Jason E. Butler
Ph.D., 1998, The University of Texas at Austin
Ph : 352-392-2591
Fx: 352-392-9513
431 Chemical Engineering Building
Dynamics of Complex Fluids
Suspension and Multiphase Fluid Mechanics
Polymer Dynamics
Microfluidic Flows of Complex Materials
My research group studies dynamic phenomena within complex fluids using experimental, computational, and theoretical tools. Complex fluids, encompassing suspensions of particulates, emulsions, and polymeric solutions and melts, serve important roles in biotechnology, nanotechnology, materials science, and emerging industrial technologies. Efficient control and processing of these materials requires an understanding of their transport properties, yet complex fluids often demonstrate unexpected and intriguing behavior under flow. Some specific examples from our studies are described.
Migration of macromolecules within microfluidic devices

Keywords: Complex Fluids, Transport phenomena, Biomolecular/Biomedical

Macromolecules flowing within a confined geometry experience hydrodynamic and thermodynamic forces that can cause conformational changes and net migration of the molecules. Recent simulations and theoretical calculations demonstrated that the direction and extent of migration depends upon multiple factors, which can have important implications for the transport and control of polymers in microfluidic devices. We are exploring possibilities for using the phenomena for separations and other applications.
Dynamics and rheology of nanorods and rigid polymers

Keywords: Complex Fluids, Transport phenomena, Nanosciences

Rigid polymers are widely used as high performance plastics and examples of Brownian fibers can be found in the form of macromolecules of biological origin and in nanotechnology in the form of nanotubes and nanorods. Current work focuses on eliminating the disparity between quantitative predictions and measurements of the dynamic and rheological properties of suspensions of Brownian rods and rigid polymers. This includes resolving the scaling for the the long-time rotational diffusion in semi-dilute suspensions and elucidating the mechanism for shear thinning in suspensions in the limit of strong shear and weak diffusion.
Structure and rheology in oscillating suspensions
Keywords: Complex Fluids, Transport phenomena
Suspensions of non-colloidal spheres in non-uniform flows can demix due to hydrodynamic interactions. For oscillatory flows of suspensions within a tube, experiments indicate that the particles migrate toward the wall under some conditions and that there is sometimes a segregation of particles along the pipe axis. We have explored the origin of this unexpected behavior using rheological and simulations studies. Previously unidentified phenomena resulting from the experiments and modeling efforts have included the irreversibility of the suspensions (as reflected by long-time changes in the rheology) even at small amplitudes of oscillation and non-monotonic viscosities which arise from underlying phase changes in the microstructure.
Instabilities in sedimentation of non-spherical particles
Keywords: Complex Fluids, Transport phenomena
Mutual hydrodynamic interactions among rigid rods sedimenting in a viscous fluid create inhomogeneities in concentration which, in turn, can enhance the mean sedimentation rate beyond that measured in a dilute suspension.
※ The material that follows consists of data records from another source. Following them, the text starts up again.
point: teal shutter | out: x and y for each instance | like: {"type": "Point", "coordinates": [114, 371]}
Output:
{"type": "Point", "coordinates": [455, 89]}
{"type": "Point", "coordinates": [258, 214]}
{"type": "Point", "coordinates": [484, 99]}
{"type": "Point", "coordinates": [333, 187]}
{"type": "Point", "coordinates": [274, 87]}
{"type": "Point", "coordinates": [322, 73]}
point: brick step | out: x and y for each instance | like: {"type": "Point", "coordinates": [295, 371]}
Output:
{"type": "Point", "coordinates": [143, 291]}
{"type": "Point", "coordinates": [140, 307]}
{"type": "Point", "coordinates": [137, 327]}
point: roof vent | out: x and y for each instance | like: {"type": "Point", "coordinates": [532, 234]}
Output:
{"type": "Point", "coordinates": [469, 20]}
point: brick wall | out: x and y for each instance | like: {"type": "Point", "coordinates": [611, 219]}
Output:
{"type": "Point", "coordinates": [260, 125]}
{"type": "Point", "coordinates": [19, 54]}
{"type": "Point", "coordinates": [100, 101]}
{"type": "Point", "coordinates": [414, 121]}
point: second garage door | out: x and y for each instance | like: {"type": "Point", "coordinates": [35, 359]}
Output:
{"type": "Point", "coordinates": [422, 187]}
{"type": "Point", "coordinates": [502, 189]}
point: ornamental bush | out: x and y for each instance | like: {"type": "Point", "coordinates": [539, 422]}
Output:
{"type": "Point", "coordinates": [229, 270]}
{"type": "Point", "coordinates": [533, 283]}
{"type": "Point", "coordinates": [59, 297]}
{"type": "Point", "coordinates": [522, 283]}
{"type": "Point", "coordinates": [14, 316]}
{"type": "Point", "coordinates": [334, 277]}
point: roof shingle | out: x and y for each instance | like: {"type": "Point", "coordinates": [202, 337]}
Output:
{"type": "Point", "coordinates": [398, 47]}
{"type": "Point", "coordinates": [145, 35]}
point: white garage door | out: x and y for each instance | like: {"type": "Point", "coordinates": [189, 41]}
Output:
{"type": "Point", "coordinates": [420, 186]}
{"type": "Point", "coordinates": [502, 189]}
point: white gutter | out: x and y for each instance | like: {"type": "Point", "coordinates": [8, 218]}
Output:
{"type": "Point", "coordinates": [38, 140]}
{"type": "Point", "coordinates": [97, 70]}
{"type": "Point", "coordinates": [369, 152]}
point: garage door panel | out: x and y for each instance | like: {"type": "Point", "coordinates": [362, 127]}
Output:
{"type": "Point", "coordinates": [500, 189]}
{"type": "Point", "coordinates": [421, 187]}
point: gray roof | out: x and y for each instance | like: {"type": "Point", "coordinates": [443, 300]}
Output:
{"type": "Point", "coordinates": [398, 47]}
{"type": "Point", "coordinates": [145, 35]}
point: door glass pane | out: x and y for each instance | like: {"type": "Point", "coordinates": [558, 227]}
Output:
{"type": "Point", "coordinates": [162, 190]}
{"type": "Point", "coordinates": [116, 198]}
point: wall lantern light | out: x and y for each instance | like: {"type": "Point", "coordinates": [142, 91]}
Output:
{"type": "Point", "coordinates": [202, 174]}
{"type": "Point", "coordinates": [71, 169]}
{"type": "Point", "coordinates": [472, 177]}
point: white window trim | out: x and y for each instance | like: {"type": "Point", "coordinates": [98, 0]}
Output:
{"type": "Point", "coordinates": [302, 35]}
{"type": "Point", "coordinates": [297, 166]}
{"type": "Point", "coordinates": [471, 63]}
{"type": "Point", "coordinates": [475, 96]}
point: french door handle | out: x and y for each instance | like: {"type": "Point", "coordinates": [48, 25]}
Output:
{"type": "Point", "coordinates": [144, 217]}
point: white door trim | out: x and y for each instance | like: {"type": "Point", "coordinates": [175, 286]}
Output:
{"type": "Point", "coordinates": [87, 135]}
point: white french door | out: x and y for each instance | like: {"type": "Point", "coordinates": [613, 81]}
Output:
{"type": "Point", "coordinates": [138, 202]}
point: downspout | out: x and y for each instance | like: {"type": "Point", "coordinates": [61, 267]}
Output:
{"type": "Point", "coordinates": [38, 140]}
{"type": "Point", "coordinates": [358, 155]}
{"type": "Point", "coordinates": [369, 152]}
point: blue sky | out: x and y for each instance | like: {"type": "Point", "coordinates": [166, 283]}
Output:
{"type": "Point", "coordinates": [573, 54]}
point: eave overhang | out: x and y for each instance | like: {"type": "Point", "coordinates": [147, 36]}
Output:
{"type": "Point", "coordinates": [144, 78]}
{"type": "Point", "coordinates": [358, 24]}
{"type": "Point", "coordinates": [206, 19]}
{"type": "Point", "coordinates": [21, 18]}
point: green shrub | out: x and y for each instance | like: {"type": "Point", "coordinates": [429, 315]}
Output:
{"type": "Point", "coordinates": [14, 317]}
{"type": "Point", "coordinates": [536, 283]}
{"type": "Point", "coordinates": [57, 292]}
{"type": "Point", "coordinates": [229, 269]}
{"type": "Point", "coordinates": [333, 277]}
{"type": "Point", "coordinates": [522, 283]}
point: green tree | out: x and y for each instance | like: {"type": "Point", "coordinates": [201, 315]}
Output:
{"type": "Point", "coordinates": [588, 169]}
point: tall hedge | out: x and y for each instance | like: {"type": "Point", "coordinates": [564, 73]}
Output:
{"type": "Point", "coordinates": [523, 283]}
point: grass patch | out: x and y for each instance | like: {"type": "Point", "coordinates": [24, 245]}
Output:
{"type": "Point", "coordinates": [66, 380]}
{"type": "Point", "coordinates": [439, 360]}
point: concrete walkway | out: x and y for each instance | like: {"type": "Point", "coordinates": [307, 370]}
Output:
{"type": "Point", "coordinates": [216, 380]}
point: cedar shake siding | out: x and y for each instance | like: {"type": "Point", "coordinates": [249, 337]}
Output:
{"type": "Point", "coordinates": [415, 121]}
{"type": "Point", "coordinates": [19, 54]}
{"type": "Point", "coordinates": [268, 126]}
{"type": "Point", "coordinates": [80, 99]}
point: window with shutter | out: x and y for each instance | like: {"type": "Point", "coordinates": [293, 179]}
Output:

This contrasts with sedimenting spheres, where increasing concentration hinders the sedimentation rate. Continuing work focuses on measuring the instability, refining the models, and extending the concept to other particle types. Improved models will aid design of separation processes and understanding of natural sedimentation processes.
Research_Image Rigid rods sedimenting in a viscous fluid
Recent Publications
1. Hyun-Ok Park, Jonathan M. Bricker, Michael J. Roy, and Jason E. Butler, “Rheology of oscillating suspensions of non-colloidal spheres at small and large accumulated strains,” Physics of Fluids, 23,013301, 2011.
2. Rahul Kekre, Jason E. Butler, and Anthony J.C. Ladd, “The role of hydrodynamic interactions in the migration of polyelectrolytes driven by a pressure gradient and an electric field,” Physical Review E, 82, 050803(R), 2010.
3. Bloen Metzger and Jason E. Butler, “Irreversibility and chaos: Role of long-range hydrodynamic interactions in sheared suspensions,” Physical Review E, 82, 051406, 2010.
4. Joontaek Park and Jason E. Butler, “Theoretical analysis of rigid polymers and nanorods in a rotating viscometric flow,” Macromolecules, 43, 2535-2543, 2010.
5. Joontaek Park and Jason E. Butler, “Inhomogeneous distribution of a rigid fibre undergoing rectilinear flow between parallel walls at high Peclet numbers,” Journal of Fluid Mechanics, 630, 267-298, 2009.